1. Load all the libraries we will use in this lab.
library(dplyr)
library(ggplot2)
  1. Load the Youth Tobacco Survey data (using jhur::read_yts()). select “Sample_Size”, “Education”, and “LocationAbbr”. Name this data “yts”.
yts <- jhur::read_yts() %>% select(Sample_Size, Education, LocationAbbr)
# Alt:
# yts <- read_csv("http://jhudatascience.org/intro_to_R_class/data/Youth_Tobacco_Survey_YTS_Data.csv")
  1. Create a boxplot showing the difference in “Sample_Size” between Middle School and High School “Education”. Hint: Use aes(x = Education, y = Sample_Size) and geom_boxplot().
yts %>%
  ggplot(aes(x = Education, y = Sample_Size)) +
  geom_boxplot()
## Warning: Removed 425 rows containing non-finite values (stat_boxplot).

  1. Use group_by and tally to count up the number of lines of data for each “Education” group.
yts %>% group_by(Education) %>% tally()
## # A tibble: 2 x 2
##   Education         n
##   <chr>         <int>
## 1 High School    4588
## 2 Middle School  5206
  1. Make “Education” a factor using the mutate and factor functions. Use the levels argument inside factor to reorder “Education”. Reorder this variable so that “Middle School” comes before “High School”. Assign the output the name “yts_fct”.
yts_fct <-
  yts %>% mutate(Education = factor(Education, levels = c("Middle School", "High School")))
  1. Repeat #2 and #3 using the “yts_fct” data. You should see different ordering in the plot and tally table.
yts_fct %>%
  ggplot(aes(x = Education, y = Sample_Size)) +
  geom_boxplot()
## Warning: Removed 425 rows containing non-finite values (stat_boxplot).

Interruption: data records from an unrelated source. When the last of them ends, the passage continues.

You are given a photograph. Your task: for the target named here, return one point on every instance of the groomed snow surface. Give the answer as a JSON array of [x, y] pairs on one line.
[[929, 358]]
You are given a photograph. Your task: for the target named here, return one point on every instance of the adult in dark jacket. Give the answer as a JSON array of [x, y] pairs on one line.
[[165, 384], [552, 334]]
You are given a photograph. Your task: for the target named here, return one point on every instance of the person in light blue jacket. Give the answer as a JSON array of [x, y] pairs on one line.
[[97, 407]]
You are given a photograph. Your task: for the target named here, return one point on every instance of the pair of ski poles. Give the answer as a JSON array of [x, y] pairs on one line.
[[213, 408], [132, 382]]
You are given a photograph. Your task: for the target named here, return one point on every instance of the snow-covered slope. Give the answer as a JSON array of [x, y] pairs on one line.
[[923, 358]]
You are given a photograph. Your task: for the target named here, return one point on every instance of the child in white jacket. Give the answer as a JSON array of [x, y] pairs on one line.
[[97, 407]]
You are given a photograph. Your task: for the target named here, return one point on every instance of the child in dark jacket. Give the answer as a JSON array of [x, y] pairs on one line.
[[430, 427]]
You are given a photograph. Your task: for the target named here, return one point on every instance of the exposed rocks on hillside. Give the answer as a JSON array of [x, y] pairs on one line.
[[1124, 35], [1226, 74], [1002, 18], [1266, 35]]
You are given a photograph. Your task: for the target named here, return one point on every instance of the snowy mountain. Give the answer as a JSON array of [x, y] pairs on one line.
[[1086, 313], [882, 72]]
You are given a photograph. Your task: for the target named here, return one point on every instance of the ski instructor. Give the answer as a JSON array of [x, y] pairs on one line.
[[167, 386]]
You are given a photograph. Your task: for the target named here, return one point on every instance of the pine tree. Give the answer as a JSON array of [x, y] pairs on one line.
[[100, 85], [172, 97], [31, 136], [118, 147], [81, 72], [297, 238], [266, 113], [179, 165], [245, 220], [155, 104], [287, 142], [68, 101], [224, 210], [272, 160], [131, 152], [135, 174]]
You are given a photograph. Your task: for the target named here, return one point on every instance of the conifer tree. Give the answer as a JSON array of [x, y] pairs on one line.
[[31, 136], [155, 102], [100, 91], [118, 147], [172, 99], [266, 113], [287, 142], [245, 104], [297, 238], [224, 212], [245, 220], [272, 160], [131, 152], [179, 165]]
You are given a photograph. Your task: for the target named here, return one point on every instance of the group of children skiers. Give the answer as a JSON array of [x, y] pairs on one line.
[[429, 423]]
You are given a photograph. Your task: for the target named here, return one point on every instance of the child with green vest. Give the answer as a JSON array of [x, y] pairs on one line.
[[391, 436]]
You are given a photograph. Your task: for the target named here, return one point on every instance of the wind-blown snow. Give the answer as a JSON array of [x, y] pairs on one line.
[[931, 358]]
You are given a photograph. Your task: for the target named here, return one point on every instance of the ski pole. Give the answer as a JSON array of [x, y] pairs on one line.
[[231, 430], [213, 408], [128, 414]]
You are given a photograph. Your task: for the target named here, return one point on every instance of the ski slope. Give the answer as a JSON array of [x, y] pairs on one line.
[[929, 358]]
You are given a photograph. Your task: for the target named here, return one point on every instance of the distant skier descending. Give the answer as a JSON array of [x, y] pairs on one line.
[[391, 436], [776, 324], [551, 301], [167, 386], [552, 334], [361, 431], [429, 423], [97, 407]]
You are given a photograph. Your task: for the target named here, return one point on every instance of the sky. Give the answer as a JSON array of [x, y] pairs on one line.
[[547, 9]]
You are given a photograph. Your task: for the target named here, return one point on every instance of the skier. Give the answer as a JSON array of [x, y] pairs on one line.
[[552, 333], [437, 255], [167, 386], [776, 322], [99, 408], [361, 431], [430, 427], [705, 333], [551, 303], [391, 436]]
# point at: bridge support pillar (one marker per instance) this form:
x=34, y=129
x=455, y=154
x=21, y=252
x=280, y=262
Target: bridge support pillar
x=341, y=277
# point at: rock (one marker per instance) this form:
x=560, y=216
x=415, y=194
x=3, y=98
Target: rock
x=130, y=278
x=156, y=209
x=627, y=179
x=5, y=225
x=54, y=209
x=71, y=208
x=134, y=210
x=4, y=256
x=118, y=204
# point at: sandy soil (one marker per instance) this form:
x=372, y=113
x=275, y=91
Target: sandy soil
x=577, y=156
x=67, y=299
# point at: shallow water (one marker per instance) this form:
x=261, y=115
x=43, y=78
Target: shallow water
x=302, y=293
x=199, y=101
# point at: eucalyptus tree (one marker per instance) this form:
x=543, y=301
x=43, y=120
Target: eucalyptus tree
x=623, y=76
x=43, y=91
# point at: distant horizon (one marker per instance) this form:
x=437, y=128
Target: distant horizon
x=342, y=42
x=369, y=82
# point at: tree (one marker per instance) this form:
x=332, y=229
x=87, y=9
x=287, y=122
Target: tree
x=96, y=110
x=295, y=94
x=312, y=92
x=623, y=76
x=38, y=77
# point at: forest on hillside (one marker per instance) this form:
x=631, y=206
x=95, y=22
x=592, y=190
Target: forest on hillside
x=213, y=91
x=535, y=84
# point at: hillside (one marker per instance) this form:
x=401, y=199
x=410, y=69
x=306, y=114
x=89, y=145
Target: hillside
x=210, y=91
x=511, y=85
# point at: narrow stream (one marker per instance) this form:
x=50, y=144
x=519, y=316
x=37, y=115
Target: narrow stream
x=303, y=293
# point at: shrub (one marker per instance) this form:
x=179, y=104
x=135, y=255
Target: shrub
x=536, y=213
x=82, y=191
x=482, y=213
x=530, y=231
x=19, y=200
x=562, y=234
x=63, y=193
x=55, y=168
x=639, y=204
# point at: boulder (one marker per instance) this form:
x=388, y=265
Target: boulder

yts_fct %>% group_by(Education) %>% tally()
## # A tibble: 2 x 2
##   Education         n
##   <fct>         <int>
## 1 Middle School  5206
## 2 High School    4588

BONUS

  1. Convert “LocationAbbr” (state) in “yts_fct” into a factor using the mutate and factor functions. Do not add a levels = argument.
yts_fct <- yts_fct %>% mutate(LocationAbbr = factor(LocationAbbr))
  1. We want to create a new column that contains the group-level median sample size.
yts_fct <- yts_fct %>% group_by(LocationAbbr) %>% mutate(med_sample_size = median(Sample_Size, na.rm = TRUE))
  1. We want to plot the “LocationAbbr” (state) by the “med_sample_size” colum we created above. Using the forcats package, create a plot that:
library(forcats)

yts_fct %>%
  ggplot(mapping = aes(x = fct_reorder(LocationAbbr, med_sample_size),
                       y = Sample_Size)) +
  geom_boxplot()
## Warning: Removed 425 rows containing non-finite values (stat_boxplot).